Eine zeitlang hatte nur das Präparat im Blick, aber dann schweiften ihre Augen unbeabsichtigt genau daneben. Es lag eine Schachtel Zigaretten auf dem Küchenschrank. Leif musste sie dort liegen gelassen haben, dachte sich Vic und nahm sie in die Hand. Interessiert schaute sie hinein; es waren noch fünf Zigaretten darinnen. Lange überlegte sie nicht. Ohne ein rechtes Bewusstsein dafür zu haben, nahm sie eine heraus und klemmte sie sich zwischen die Lippen. Es schmeckte schon jetzt widerlich, obwohl das Ding noch nicht einmal angezündet war.

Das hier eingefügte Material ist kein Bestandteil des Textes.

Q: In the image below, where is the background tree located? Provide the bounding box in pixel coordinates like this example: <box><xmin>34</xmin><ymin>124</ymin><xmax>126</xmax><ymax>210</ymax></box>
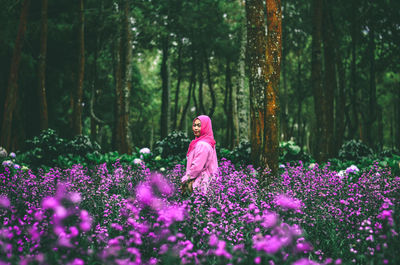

Dann schlich sie hinaus auf den Flur zur Garderobe und wühlte gezielt in einer von Leifs Jacken. Sie wusste genau, dass er in jeder seiner Jacken mindestens ein Feuerzeug hatte und sie wurde auch sehr schnell fündig. Als hätte sie es schon Hunderte von malen gemacht steckte sie sich die Zigarette an und zog einmal tief daran. Sofort musste sie entsetzlich husten, aber das hinderte sie kaum daran fortzufahren.

Victoria war entschiedene Nichtraucherin; das dachte sie zumindest. Außer dem erstmaligen Probieren auf der High-School hatte sie keine Kippe mehr angerührt. Und wenn man das Passivrauchen durch Leif nicht mitzählt, hatte sie auch keinen Kontakt mit Rauchern gehabt. Selbst Connor, der sonst immer einen auf coolen Boss machte, rauchte nicht in Anwesenheit von Nichtrauchern. Es überraschte sie also selbst, dass sie nun in ihrem Flur stand, sich die Religion vom Leib hustete und rauchte! Es schmeckte ihr nicht, es war ihr unangenehm, aber dennoch konnte sie es nicht lassen.

"Was mache ich hier eigentlich?", fragte sie sich selbst und starret auf das brennende Teil in ihrer Hand. Kopfschüttelnd schritt sie dann wieder bestimmt zurück in die Küche, wo sie das Fenster aufriss und die Zigarette einfach hinaus in eine darunter befindliche Pfütze warf.

"Ich rauche doch gar nicht!", erinnerte sie sich und setzte sich auf einen der Barhocker.

Nun wurden ihre Gedanken klarer. Sie dachte an Leif und wie sie sich sorgte. Es machte sie wahnsinnig so zu warten, aber eine andere Beschäftigung hatte sie nicht, sodass Vic bis zum nächsten Morgen so wie sie jetzt war ausharrte und die Sekunden zu zählen begann.